Zona Cero || Abelina y el Guerrero negro: una tragicomedia en blanco y negro

Roberto Santos // Cuando la presidenta municipal de Acapulco, Abelina López Rodríguez, declaró con firmeza casi poética: “No hay ninguna afectación. Lo demás es el Guerrero negro,” no estaba simplemente hablando de una zona geográfica ni recomendando un mole muy cargado.

No. Lo suyo fue una obra de teatro simbólico, un monólogo de realismo mágico y auto-redención moral.

En esta puesta en escena, Abelina se pinta a sí misma con los tonos claros del bien: blanca, luminosa, casi beatificada, flotando sobre los escombros del huracán Otis y del escándalo financiero como una virgen en procesión.

Mientras tanto, todo lo que huela a crítica, fiscalización o rendición de cuentas es arrojado al abismo oscuro que ella misma bautiza como el Guerrero negro —una especie de dimensión alterna donde la transparencia muere y los informes de la Auditoría Superior de Guerrero se van a perder como calcetines en la lavadora del sistema político.

Porque para Abelina, lo del dinero ¿Ochocientos noventa y ocho mil? ya está resuelto. Además, lo importante aquí no es que falten recursos. Lo que falta es comprensión de la narrativa épica en la que ella, la heroína de rostro franco y machete verbal, se enfrenta sola a los monstruos del sistema.

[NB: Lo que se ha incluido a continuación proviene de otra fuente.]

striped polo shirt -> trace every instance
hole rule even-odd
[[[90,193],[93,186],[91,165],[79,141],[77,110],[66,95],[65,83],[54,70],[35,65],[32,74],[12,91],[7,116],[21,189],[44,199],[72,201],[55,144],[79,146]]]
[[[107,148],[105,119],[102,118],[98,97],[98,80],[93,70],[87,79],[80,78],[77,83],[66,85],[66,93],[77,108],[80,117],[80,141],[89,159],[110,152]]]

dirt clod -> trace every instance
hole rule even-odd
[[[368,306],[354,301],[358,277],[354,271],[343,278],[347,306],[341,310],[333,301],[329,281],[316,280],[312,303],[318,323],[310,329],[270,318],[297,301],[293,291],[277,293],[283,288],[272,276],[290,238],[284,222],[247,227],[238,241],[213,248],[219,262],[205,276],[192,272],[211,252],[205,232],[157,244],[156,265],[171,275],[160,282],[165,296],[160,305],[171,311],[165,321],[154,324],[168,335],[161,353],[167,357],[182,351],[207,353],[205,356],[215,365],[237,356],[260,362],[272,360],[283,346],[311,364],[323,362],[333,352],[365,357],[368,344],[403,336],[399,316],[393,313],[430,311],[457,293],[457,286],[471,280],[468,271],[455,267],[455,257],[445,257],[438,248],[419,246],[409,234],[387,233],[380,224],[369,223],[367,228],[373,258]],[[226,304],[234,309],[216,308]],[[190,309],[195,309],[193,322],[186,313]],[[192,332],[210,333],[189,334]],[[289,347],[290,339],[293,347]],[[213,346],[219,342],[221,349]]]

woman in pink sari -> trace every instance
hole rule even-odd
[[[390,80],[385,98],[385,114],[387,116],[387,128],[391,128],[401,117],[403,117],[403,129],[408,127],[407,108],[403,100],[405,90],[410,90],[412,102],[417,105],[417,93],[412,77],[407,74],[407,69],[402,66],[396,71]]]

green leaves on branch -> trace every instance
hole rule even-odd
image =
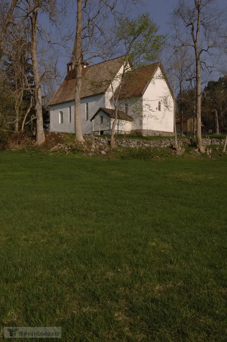
[[[146,13],[135,19],[126,17],[118,20],[114,32],[120,44],[124,47],[126,58],[135,67],[157,60],[166,36],[157,35],[159,27]]]

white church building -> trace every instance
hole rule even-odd
[[[83,134],[109,134],[115,116],[112,97],[119,91],[123,69],[122,58],[90,66],[83,62],[82,67]],[[66,77],[49,104],[51,131],[75,132],[76,80],[73,68],[71,61],[67,65]],[[143,135],[173,135],[172,94],[160,62],[128,71],[120,93],[116,132]]]

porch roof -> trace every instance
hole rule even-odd
[[[104,113],[107,114],[111,119],[114,119],[115,115],[115,109],[110,109],[110,108],[104,108],[100,107],[99,109],[98,109],[95,114],[93,116],[90,120],[90,121],[92,120],[95,117],[97,114],[101,110],[102,110]],[[128,114],[126,114],[124,111],[122,110],[118,110],[118,119],[120,120],[124,120],[125,121],[132,121],[132,118],[128,115]]]

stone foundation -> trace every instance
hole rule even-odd
[[[116,134],[131,134],[131,132],[129,132],[129,131],[117,131],[115,130],[114,131],[115,134],[115,133]],[[99,131],[95,131],[93,132],[93,134],[95,135],[99,135]],[[103,134],[105,135],[106,134],[111,134],[111,130],[103,130]]]
[[[91,136],[90,134],[84,135],[85,140],[90,141]],[[93,138],[94,139],[94,138]],[[94,138],[95,145],[102,147],[109,145],[110,139],[106,138],[100,138],[96,136]],[[203,145],[206,146],[209,145],[224,145],[225,139],[203,139]],[[115,143],[117,145],[122,147],[166,147],[171,146],[175,143],[174,139],[166,138],[158,140],[141,140],[139,139],[116,139]],[[180,146],[185,146],[191,143],[189,139],[177,139],[177,143]]]
[[[163,131],[153,131],[150,129],[132,130],[131,134],[136,134],[141,136],[166,136],[168,135],[174,135],[173,132],[164,132]]]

Y es que en la mitología de Abelina, todo es binario: hay blancos y negros. No existen los grises administrativos ni los matices de responsabilidad pública.

No. O estás con la cruzada luminosa de Abelina, o eres parte de ese Guerrero negro, ese estado simbólico y oscuro donde habitan los auditores malvados, los periodistas que preguntan de más y los ciudadanos que, con toda la insolencia del mundo, exigen comprobantes.

El Guerrero negro no es, por supuesto, un lugar físico ni una referencia cultural seria. No es la Costa Chica ni un nuevo corrido.

Es, más bien, un invento retórico, un saco sin fondo donde caben todos los enemigos, reales o imaginarios. Es el basurero de la narrativa, donde se lanza todo lo que incomoda al guion oficial.

Pero hay un detalle que muchos han pasado por alto: Abelina no es de Guerrero. Es de Oaxaca.

Y su forma de hablar del “Guerrero negro” suena, por momentos, más a un comentario desde fuera que a una comprensión profunda del estado al que desea gobernar.

Como si lo oscuro —lo negro— fuera sinónimo de lo feo, de lo malo, de lo otro.

Su metáfora, si fuera culinaria, en referencia al mole negro —símbolo de la rica tradición gastronómica oaxaqueña— terminaría transformándose, en su retórica, en algo ominoso.

Porque lo negro, en su relato, ya no es festivo, ni sabroso, ni patrimonial. Es sospechoso.

Y es ahí donde su discurso roza lo racista: Guerrero es lo negro, y ella no, porque ella es “otra cosa”, casi extranjera, una iluminada entre tinieblas.

Abelina no se defiende con pruebas, sino con símbolos. No presenta facturas, sino fábulas. Mientras el mundo le pide transparencia, ella ofrece literatura oral.

Y aunque el pueblo sigue sin ver los caminos reconstruidos, las escuelas rehabilitadas o los fondos ejercidos, lo que sí puede ver —y con bastante claridad— es que la política no solo es turbia: a veces, también es una tragicomedia involuntaria, donde la alcaldesa se pinta a sí misma como la última santa de la administración pública… rodeada, claro está, por los demonios del Guerrero negro.